There it is!  Just replace gaming with “math nerd internet time” and she makes a great case for how the MTBoS makes me happy and keeps me coming back for more.

Collaboration is Key


I do not consider myself a master teacher. But I feel like I have brought myself closer to that goal this year than in my previous 5 years combined. And collaboration has been the key. My advice to all teachers who care to listen:

Get on Twitter and find some like minded people there.

Here’s just a few examples of how my Twitterings have helped me and my students this year (there are like a bajillion of these too!).

Example 1:


I follow Danny (college physics) and he posed the question “What is a model?”. You can see my reply and explanation there in the pic. What’s awesome is that this collaboration went from the classroom to twitter, then back again. Literally the next day in class, I used the analogy of a model being like a tool. We were in a circle holding up our whiteboards to show what we had learned from a lab. I told students to think about digging a hole. What would they do first? (Get a shovel) Then I said “the board you are holding is your shovel!”. Some of them were holding spoons we decided, and since it’s pretty hard to dig a hole with a spoon, we better figure out how to make those boards better.

Example 2:



Then this:


Example 3:

I think it is very important that HS teachers begin talking more with college professors so that we can figure out where there may be gaps in kids’ knowledge between our classrooms. And so we can share ideas on best practices in teaching and learning. Guess where we all are?


Example 4:

The best idea in collaboration since the mathtwitterblogosphere: the CCSSM Draft! Last night, a small group of teachers decided to NFL-style draft their two favorite common core standards from grade 8, along with one math practice standard, and then create a lesson with them. Here’s the story of how the whole thing shaped up over the course of a few hours on a Friday night (it’s a little long, but give it a chance!).
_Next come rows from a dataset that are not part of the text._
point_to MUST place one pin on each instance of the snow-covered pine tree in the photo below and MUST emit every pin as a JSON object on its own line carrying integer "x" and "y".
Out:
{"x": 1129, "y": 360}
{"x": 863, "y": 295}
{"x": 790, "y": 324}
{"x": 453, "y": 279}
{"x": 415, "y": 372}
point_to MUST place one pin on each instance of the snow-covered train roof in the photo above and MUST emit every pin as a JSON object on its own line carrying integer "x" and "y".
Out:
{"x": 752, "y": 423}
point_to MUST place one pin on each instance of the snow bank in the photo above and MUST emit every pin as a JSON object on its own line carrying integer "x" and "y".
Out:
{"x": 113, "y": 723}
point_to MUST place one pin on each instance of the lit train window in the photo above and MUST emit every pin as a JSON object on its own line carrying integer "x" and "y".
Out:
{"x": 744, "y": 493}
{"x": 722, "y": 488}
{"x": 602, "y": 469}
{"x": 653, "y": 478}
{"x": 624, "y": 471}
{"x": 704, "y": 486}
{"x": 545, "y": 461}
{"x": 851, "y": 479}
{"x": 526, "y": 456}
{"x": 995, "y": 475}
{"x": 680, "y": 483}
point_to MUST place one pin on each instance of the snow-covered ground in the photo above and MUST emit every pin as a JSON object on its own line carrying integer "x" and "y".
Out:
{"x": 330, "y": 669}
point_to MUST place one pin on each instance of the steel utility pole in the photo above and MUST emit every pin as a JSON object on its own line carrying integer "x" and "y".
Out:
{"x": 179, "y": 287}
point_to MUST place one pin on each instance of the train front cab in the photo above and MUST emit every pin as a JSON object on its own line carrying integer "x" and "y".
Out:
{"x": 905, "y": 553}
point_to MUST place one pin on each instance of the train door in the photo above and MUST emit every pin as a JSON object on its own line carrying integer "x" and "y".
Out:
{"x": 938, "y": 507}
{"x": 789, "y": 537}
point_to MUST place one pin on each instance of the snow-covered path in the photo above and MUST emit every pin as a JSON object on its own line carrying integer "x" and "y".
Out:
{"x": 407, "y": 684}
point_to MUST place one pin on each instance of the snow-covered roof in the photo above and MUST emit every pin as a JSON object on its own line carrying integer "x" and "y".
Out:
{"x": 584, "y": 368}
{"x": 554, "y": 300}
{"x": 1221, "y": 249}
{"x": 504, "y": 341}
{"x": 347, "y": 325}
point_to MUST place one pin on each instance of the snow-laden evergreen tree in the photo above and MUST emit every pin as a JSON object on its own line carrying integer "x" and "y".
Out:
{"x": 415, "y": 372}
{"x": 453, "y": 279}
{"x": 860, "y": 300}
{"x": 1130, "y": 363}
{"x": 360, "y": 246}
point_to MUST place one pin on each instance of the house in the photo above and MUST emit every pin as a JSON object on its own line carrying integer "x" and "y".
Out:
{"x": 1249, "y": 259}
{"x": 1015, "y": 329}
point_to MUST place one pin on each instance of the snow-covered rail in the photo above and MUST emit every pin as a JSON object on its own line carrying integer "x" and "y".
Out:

What I especially love about this is that it feels like our version of Genius Hour (a sort of free for all learning time). I would love, love, love for my students to have Genius Hour in my class next year and so the chance to model what it looks like and what you can get out of it is awesome! Bonus: the link I provided up there for Genius Hour also shows how powerful Twitter can be as a collaboration tool.

Man, do I feel like the major underdog on that list for the CCSS Draft! I better bring my A game. 😉 And that’s the point, right? Give kids some time to work on something they care about, and they’ll bring their A game too.